Она вскочила и принялась мерить шагами комнату.
– Я был недавно в «Татосе» – помнишь, в районе Пристани, ресторан-погребок? Брал там твой любимый шашлык из карбашка. Хозяйка передавала тебе приветы. Как в воду глядела: как будто знала, что мы с тобой скоро свидимся…
– Я никогда не любила шашлык в «Татосе», папа, – она внезапно, к собственному удивлению, успокоилась. – Я брала там сациви.
Такой уж он у нее, что сделать. Живет в своем зеркальном, придуманном мире. Где все любят то же, что любит он, где каждый встреченный им человек – не более чем его отражение.
Она накинула плащ:
– Пойду к дяде Иржи. Скажу, что ты здесь.

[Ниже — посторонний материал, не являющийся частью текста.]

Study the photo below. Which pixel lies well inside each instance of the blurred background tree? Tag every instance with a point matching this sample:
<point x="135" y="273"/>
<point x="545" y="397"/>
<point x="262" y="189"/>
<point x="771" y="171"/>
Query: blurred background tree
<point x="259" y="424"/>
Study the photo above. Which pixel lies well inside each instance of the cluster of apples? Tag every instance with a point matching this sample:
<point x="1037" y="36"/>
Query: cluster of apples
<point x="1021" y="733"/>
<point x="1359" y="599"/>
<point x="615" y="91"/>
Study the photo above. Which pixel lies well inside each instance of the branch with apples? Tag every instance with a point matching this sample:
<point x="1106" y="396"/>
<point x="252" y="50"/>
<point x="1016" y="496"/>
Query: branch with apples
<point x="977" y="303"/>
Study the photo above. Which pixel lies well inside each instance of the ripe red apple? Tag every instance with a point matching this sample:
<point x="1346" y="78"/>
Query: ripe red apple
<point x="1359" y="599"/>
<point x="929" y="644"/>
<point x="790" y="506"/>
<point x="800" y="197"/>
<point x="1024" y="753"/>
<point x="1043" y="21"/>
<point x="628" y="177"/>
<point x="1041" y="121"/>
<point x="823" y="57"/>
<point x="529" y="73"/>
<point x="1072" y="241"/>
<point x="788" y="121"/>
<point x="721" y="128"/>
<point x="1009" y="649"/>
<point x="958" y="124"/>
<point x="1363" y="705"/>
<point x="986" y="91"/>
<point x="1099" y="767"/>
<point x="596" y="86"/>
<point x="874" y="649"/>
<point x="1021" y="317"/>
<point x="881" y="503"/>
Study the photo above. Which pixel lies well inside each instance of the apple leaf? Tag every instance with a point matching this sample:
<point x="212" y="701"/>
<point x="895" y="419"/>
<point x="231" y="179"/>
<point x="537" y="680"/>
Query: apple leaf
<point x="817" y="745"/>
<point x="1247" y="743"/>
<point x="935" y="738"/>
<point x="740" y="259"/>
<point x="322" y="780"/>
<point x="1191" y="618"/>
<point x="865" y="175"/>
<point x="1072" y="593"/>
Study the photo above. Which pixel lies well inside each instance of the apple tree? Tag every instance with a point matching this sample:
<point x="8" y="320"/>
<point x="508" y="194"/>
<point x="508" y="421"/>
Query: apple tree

– Нет. Никому не говори. Даже Иржи.
– Он твой лучший друг.
Смирницкий ухмыльнулся – высокомерно не то страдальчески, Аглая не разобралась еще в гримасах на его бледном и исхудавшем и оттого как будто слегка незнакомом лице.
– У меня больше нет друзей. Только ты, моя девочка.
В его голосе не было ни тоски, ни любви, ни нежности. Сухая, скучная констатация. Он вскинул руки, как бы приглашая ее в объятия, но тут же бессильно их уронил – Аглая не успела к нему подойти. Она почувствовала, как подступают к глазам беспомощные, детские слезы.
– Ты плохо выглядишь, папа. Когда ты в последний раз ел?
– Какая разница. Весь наш мир рухнул. А ты о еде.
– Я принесу тебе что-нибудь с полевой кухни.
Он прищурился:
– У красных с руки клюешь, побираешься?
– Не смей со мной так говорить. Я сестра милосердия. Мне полагается.
– Как знаешь, Глашенька. Твое дело. Но белый генерал от советских подонков подачки не примет. Желаешь меня накормить – сама стряпай. Как раньше. Как у нас было в Харбине.
– Как раньше не будет, папа, – она отвернулась к окну.
Та муха, что не желала принять сладкий яд неизбежной смерти, еще шевелилась. И лапки ее, и тельце влипли в сироп, но крылья слегка подрагивали.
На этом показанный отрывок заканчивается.